Erwin Chargaff (1905-2002)

Erwin Chargaff was an Austrian biochemist who later moved to the United States. Chargaff read Oswald Avery’s work on DNA and was inspired to work out the chemical composition of DNA. At the time it was hypothesized that DNA consists of four bases adenine, thymine, cytosine, and guanine. Chargaff discovered that in any species the ratio of adenine and thymine were roughly equal, so was cytosine and guanine. This was later known as Chargaff’s Rule. He concluded that there exists a complementary relationship between the pairs. Chargaff did not realize the significance of his work; it is based on his work that Francis Crick and James Watson were able to develop the double helix model for DNA.


Rosalind Franklin (1920-1958) 

Rosalind Franklin was a British biophysicist and crystallographer. In 1951 Franklin was appointed to King’s College London to work on the structure of DNA. Franklin was an expert at crystallography; she used X-Ray diffraction to photograph structure of DNA. In the 1940s and 50s Franklin along several other scientist were working on DNA at the college, including Francis Crick, James Watson, and Maurice Wilkins. An x-shaped graph of DNA taken by Franklin was shown to Crick and Watson which helped them to develop the double helix model for DNA. Rosalind Franklin is also known as the “dark lady of DNA” mainly because her work was not recognized and she died an early death from ovarian cancer due to prolonged exposure to X-ray. Maurice Wilkins later took credit for her work and shared a Nobel Prize of Physiology or Medicine with Crick and Watson in 1962. 
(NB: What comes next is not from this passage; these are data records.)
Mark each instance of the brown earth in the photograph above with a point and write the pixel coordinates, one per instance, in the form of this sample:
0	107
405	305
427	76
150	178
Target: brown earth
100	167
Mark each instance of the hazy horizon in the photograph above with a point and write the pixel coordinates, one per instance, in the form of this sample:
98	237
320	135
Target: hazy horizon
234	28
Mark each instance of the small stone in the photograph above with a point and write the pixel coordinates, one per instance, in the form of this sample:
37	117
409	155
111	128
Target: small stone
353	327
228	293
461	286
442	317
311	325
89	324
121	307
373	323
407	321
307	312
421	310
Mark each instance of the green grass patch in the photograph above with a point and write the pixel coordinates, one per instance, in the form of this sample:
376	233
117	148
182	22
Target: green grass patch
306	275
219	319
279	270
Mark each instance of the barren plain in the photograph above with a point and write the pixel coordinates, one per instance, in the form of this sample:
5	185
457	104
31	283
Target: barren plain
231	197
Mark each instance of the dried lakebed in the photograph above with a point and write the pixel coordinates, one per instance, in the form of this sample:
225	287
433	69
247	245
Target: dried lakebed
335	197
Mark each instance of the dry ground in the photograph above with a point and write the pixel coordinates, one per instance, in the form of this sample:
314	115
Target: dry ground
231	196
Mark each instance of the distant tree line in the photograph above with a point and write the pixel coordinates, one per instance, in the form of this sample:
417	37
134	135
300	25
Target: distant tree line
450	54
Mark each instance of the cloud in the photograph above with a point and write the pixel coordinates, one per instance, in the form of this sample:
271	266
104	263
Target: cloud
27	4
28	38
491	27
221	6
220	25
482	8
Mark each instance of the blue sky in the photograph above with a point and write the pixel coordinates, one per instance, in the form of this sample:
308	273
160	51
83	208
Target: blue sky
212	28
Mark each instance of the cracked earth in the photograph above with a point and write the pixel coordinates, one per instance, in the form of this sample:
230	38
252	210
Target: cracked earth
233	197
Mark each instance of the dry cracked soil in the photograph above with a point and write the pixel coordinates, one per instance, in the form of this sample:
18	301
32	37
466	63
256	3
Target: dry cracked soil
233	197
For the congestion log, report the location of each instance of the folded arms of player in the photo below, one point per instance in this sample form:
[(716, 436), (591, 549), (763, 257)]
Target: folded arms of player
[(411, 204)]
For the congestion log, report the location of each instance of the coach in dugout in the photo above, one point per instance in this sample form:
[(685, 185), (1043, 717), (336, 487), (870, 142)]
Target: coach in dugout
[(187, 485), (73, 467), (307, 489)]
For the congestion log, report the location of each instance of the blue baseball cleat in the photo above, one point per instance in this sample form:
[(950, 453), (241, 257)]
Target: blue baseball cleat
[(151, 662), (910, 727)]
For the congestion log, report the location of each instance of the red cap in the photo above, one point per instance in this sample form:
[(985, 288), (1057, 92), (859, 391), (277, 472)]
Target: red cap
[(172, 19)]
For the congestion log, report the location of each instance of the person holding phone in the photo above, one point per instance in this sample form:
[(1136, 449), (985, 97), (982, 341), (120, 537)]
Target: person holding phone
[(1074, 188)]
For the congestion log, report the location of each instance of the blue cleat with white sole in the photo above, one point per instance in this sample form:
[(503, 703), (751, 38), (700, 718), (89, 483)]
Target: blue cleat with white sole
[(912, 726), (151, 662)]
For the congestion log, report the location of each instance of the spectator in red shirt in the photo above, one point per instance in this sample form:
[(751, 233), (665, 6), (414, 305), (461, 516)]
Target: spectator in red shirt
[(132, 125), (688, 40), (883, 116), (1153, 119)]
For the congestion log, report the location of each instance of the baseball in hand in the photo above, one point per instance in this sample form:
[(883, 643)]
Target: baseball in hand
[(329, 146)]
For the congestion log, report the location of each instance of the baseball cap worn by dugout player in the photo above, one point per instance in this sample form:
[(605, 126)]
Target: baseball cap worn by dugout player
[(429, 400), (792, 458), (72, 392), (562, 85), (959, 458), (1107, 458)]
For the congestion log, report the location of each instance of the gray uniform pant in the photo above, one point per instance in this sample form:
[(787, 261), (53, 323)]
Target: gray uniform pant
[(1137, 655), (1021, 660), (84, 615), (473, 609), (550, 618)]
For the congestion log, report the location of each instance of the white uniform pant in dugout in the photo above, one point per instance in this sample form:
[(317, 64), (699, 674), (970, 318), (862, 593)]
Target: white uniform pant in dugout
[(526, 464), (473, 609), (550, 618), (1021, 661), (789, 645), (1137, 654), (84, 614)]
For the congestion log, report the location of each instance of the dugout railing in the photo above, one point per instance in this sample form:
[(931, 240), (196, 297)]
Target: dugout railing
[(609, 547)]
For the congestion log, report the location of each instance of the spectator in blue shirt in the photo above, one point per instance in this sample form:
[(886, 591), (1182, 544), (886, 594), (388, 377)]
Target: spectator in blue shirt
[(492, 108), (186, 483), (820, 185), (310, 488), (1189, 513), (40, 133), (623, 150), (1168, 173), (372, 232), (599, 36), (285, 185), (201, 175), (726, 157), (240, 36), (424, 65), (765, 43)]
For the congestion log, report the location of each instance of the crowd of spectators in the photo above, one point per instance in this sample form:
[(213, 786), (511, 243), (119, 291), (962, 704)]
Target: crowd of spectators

Francis Crick (1916-2004) and James Watson (1928- )

By the 1950s scientist were convinced that DNA is the genetic material and a race was on to build the first model of DNA. In the 1953 English molecular biologist Francis Crick and American molecular biologist/geneticist James Watson came up with the double helix model for DNA and unravelled the blueprint of life. Previous ladder model of DNA could not work in real life as it was easily broken by water, it was Watson and Crick that discovered the secret to DNA’s structure was the twist in the ladder. In a paper they published wrote: "It has not escaped our notice that the specific pairing (of purine and pyrimidine bases) that we have postulated immediately suggests a possible copying mechanism for the genetic material."  In 1962 Watson, Crick and Maurice Wilkins shared the noble prize for Physiology or Medicine.